Summer Under the Stars: The Band Wagon (1953)

TCM’s star of the day is Fred Astaire, and my film pick for the actor is The Band Wagon, which airs today at 6:00 P.M. (EST).

In this backstage musical, aging Hollywood star Tony Hunter (Fred Astaire) returns to New York to revive his career on stage as his success in movies begins to wane. He’s excited to star in a Broadway show his friends Lester (Oscar Levant) and Lily Marton (Nanette Fabray) have written for him, until pretentious, artistic director Jeffrey Cordova (Jack Buchanan) is brought onto the project and begins to mold it into a retelling of the Faust legend. He also brings in prima ballerina Gabrielle Gerard (Cyd Charisse) as the leading lady, who clashes with Tony’s style. But after some trial and error, everyone learns to work through their creative differences to put on a successful show.

The Band Wagon was conceived by writing team Betty Comden and Adolph Green, who just the year before worked on another beloved MGM musical, Singin’ in the Rain (which also co-starred Cyd Charisse). While the Gene Kelly musical focused on the movie industry, this film focused on show business on the opposite coast. In writing the screenplay, Comden and Green drew inspiration from a couple of real-life situations. In the early 1950s, Fred Astaire was considering retirement just like his character, as he was reaching the twilight of his career. The screenwriters also based the characters played by Oscar Levant and Nanette Fabray on their own partnership, with the significant difference being their fictional versions were a married couple while they were not. Their work on the film was recognized by both the Writers Guild of America and the Academy Awards, earning nominations for their screenplay.
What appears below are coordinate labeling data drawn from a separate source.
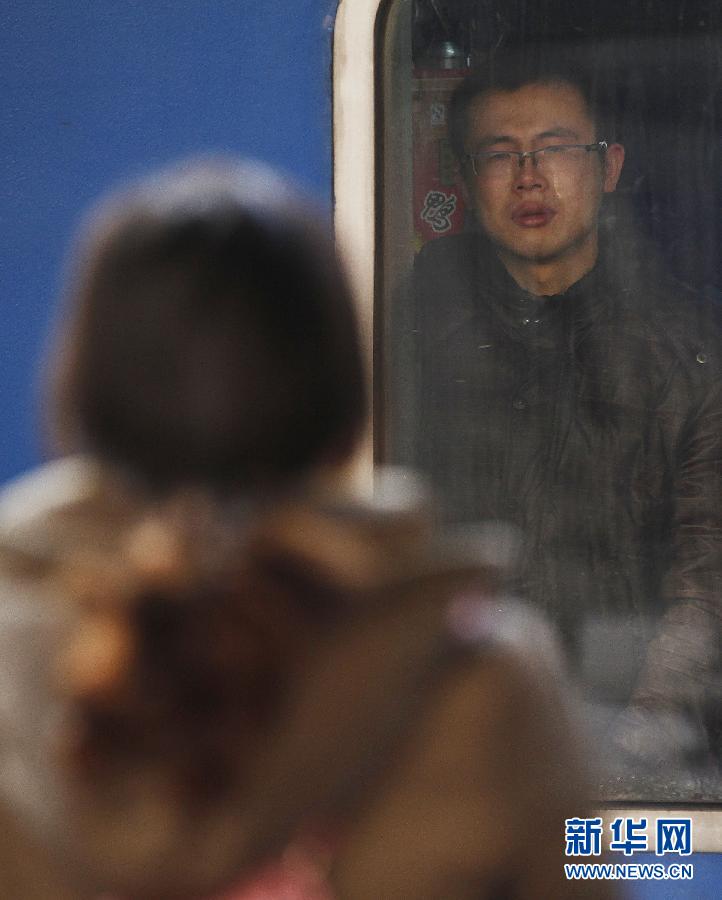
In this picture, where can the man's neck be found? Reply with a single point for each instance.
(547, 277)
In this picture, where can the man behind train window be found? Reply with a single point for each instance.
(569, 385)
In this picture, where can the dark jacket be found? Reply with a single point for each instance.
(591, 419)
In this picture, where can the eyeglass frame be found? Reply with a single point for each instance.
(600, 146)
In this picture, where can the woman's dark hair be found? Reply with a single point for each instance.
(211, 334)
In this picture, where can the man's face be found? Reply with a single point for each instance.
(539, 213)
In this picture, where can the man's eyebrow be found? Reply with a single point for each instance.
(489, 139)
(558, 131)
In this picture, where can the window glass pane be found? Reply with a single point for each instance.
(548, 336)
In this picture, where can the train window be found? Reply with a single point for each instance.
(533, 193)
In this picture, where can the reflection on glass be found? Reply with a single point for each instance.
(551, 338)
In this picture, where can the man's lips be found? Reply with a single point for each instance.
(532, 215)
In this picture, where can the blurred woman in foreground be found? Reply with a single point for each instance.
(221, 672)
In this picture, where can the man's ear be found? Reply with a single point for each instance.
(613, 162)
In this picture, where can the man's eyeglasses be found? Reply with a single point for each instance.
(557, 157)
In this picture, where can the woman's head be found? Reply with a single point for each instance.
(211, 335)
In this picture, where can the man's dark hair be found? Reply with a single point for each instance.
(211, 334)
(508, 70)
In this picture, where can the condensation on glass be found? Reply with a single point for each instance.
(627, 453)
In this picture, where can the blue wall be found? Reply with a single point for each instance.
(96, 90)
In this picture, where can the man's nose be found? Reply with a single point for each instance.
(528, 175)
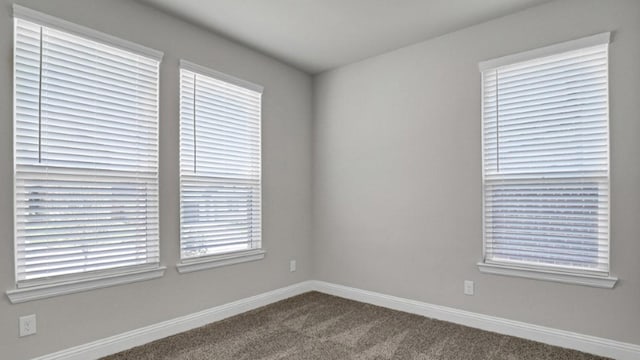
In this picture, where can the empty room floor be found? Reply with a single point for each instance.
(319, 326)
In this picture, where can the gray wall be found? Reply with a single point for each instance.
(397, 172)
(71, 320)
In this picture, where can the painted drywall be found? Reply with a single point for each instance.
(397, 172)
(76, 319)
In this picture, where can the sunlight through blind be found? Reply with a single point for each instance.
(220, 163)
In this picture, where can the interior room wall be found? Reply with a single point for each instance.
(70, 320)
(397, 172)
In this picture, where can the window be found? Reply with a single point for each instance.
(546, 161)
(85, 152)
(220, 165)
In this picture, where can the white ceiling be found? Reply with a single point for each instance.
(317, 35)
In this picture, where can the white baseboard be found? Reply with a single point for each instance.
(590, 344)
(129, 339)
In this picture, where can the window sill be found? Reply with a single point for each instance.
(74, 286)
(214, 261)
(607, 282)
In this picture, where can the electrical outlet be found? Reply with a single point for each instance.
(468, 287)
(27, 325)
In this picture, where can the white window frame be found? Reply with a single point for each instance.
(548, 273)
(45, 288)
(187, 265)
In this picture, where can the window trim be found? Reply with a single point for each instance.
(219, 260)
(68, 284)
(599, 279)
(97, 281)
(79, 30)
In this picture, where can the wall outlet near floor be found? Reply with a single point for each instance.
(27, 325)
(468, 287)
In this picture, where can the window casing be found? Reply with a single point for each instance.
(545, 120)
(220, 164)
(85, 155)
As previously mentioned, when Fred Astaire was making The Band Wagon, he was thinking of leaving his movie career behind after two successful decades on screen. His star wasn’t fading quite as drastically as his character’s, as he was still being cast as the lead in MGM musicals such as Royal Wedding, Three Little Words (for which he won a Golden Globe), and The Barkleys of Broadway, the latter being a Technicolor reunion with his most famous dance partner, Ginger Rogers. Though this film was a modest box office success, it didn’t put a stop to Astaire’s career by any means, as he went on to star in a few more musicals in the decade, including Funny Face with Audrey Hepburn and Silk Stockings with The Band Wagon co-star Cyd Charisse. Following the 1950s, his film career did slow down a bit as he got older but varied a bit more with some dramatic roles, including an Oscar-nominated performance in the 1974 disaster movie The Towering Inferno. But even in his older age, he proved he was still as energetic as ever, even busting out some moves at the 1970 Oscars ceremony (you can watch that here).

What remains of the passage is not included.